Otra parcela de actuación municipal que podríamos enmarcar dentro del ámbito socio sanitario, es la vigilancia, control y exámenes periódicos que se les efectúan a las prostitutas que ejercen su oficio en la ciudad. Por cierto en esta época se las conoce como las mujeres que ganan dineros, posiblemente no entendían que una mujer pudiese ganar dinero como no fuese con la venta de su cuerpo. Esta revisión la llevaba a cabo un cirujano nombrado por el Ayuntamiento, al que se le asigna una cantidad determinada por cada mujer que reconozca con una periodicidad mensual, así como que, para la realización de estos reconocimientos, puede ir acompañado de alguaciles que puedan evitar las posibles trabas que algunos, no interesados en ellos, puedan poner y los alborotos que estén dispuestos a ocasionar .
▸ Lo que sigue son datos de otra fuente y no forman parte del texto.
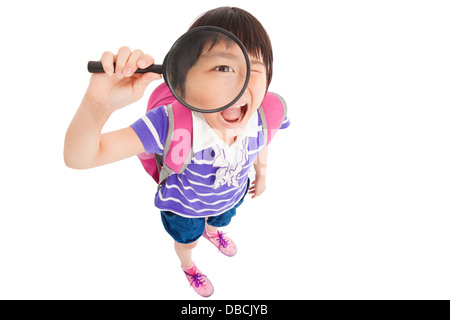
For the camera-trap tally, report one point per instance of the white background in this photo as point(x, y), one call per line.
point(357, 205)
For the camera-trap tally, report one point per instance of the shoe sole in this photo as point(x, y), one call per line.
point(209, 239)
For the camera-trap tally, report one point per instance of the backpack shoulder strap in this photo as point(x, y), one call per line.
point(178, 147)
point(272, 112)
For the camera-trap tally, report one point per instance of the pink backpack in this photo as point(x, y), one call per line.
point(178, 147)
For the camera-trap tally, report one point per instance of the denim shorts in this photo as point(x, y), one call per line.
point(187, 230)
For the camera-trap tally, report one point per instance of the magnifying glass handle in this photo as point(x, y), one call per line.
point(97, 67)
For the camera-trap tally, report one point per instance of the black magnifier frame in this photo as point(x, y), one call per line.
point(96, 67)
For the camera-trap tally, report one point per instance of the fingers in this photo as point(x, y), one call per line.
point(256, 189)
point(121, 60)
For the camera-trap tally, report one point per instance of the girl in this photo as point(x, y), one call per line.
point(205, 196)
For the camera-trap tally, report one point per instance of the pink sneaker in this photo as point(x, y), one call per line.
point(199, 282)
point(222, 242)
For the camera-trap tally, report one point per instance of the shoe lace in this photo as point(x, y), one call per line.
point(196, 278)
point(223, 242)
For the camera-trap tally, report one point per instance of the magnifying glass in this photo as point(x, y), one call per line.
point(207, 69)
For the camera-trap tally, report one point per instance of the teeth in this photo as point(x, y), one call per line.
point(240, 106)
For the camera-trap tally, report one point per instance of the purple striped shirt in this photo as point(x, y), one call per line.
point(216, 178)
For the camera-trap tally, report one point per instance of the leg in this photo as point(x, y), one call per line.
point(184, 252)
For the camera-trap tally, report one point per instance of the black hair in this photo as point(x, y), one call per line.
point(244, 26)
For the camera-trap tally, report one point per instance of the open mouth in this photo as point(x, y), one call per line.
point(235, 114)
Son muchos los datos y conocimientos de todo tipo los que nos proporciona el estudio de la historia local, ya que se pueden cosechar hasta datos climatológicos que, en ocasiones, quedan recogidos en las Actas municipales, como ocurre en la sesión celebrada el siete de julio de 1.533 en el que el Regimiento municipal redujo a sólo dos días semanales, los lunes y viernes, las sesiones del cabildo por las muchas calores que hacen.
Información sobre datos culturales, sociales, religiosos, festivos y muchísimo más son los que nos brindan no sólo las Actas capitulares sino todos aquellos documentos en los que se recoge toda la actividad de los habitantes de esa determinada localidad.
Considero, por tanto, que el estudio de la historia local es una pieza fundamental e insustituible para el conocimiento de la Historia de un país, por la riqueza de contenido y minuciosidad con la que se describen todas las preocupaciones, ocupaciones y afanes de todo tipo de los habitantes de esa ciudad y que, sumándolos a los estudios que se hagan de otras, obtendremos un riquísimo saber global.